(1.) This appeal by way of special leave arises out of the following facts:
(2.) The Court nevertheless went on to hold that though there were no specific instances of demands of dowry yet an inference that certain demands had been made was available from their testimony and the other documentary evidence on record and particularly, that no woman who had a young child would commit suicide (as had happened in the present case) unless she had been driven to it by the ill treatment meted out to her. The accused were, accordingly, acquitted of the offences under Section 304B of the IPC but convicted under Section 306 IPC and awarded a sentence of four years. It is the conceded case that a Special Leave Petition filed by Nachhattar Singh, the husband, has since been dismissed. The present appeal is thus confined only to the in-laws i.e. Nirmal Singh and Harbans Kaur, the Appellants before us.
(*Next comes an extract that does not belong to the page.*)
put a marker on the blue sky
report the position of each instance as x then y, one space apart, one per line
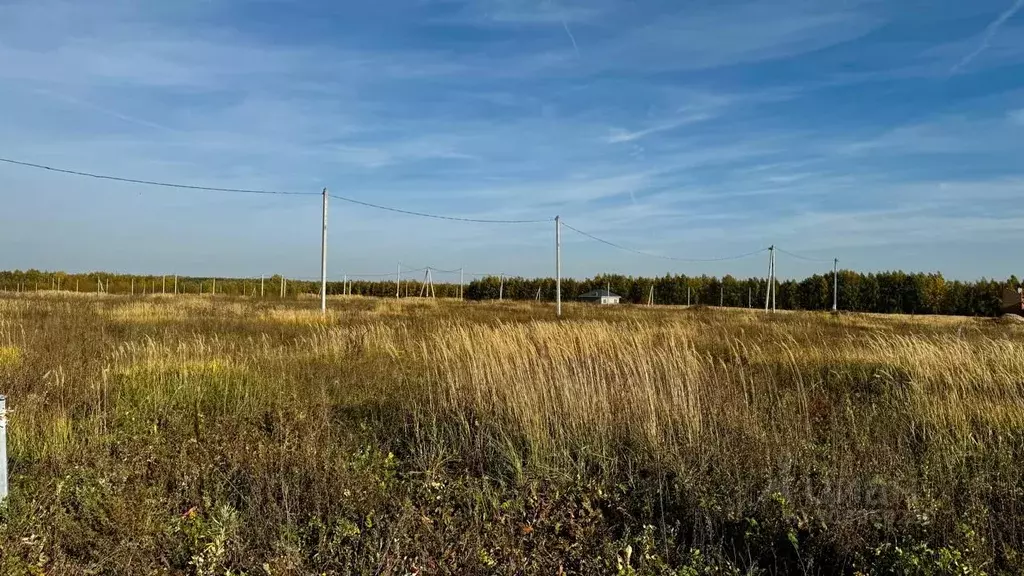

(3.) We have gone through the evidence as also the reasons given by the High Court to arrive at its conclusions. It will be seen that the allegations against the accused were that they had driven the deceased to suicide on account of cruelty which included demands for dowry. The High Court has rejected the story about the demands for dowry but has drawn an inference that there must have been some cruelty which had forced a young woman to suicide despite the fact that she had a young child. We find that in the background of the findings recorded while acquitting the accused of the charge under Section 304B of the IPC, no inferences or presumptions can be drawn. Moreover, a perusal of Section 498A IPC would show that cruelty would mean any wilful conduct which was of such a nature as was likely to drive a woman to commit suicide or to cause grave injury or danger to life, limb or health whether mental or physical) to the woman. We find no evidence on this score and it has been so found by the High Court. On the contrary, a perusal of the evidence of P.W. 6 shows that the defence story is in fact reflected in his cross-examination. He initially testified that it was wrong to suggest that she did not want to stay in the village or that she wanted to join service but in the very next line he admitted that the reason that the deceased was not encouraged to shift to Moga was that as the Appellants were old they had wanted her to work in the house and to look after them. In this view of the matter, we find that the wilful conduct referred to above should be of such a nature as would provoke a person of common prudence to commit suicide and a difference of opinion within a family on everyday mundane matters would not fall within that category. We find that merely because the Appellants were of the opinion that the deceased, as a good daughter-in-law, should look after them in old age could not be said to an abetment of suicide. The presumption against the Appellants raised under Section 113A of the Evidence Act, 1872 cannot thus be drawn. We are, therefore, of the opinion that the High Court's judgment suffers from serious contradictions. We, accordingly, allow this appeal and set aside the conviction of the Appellants before us. Their bail bonds be discharged.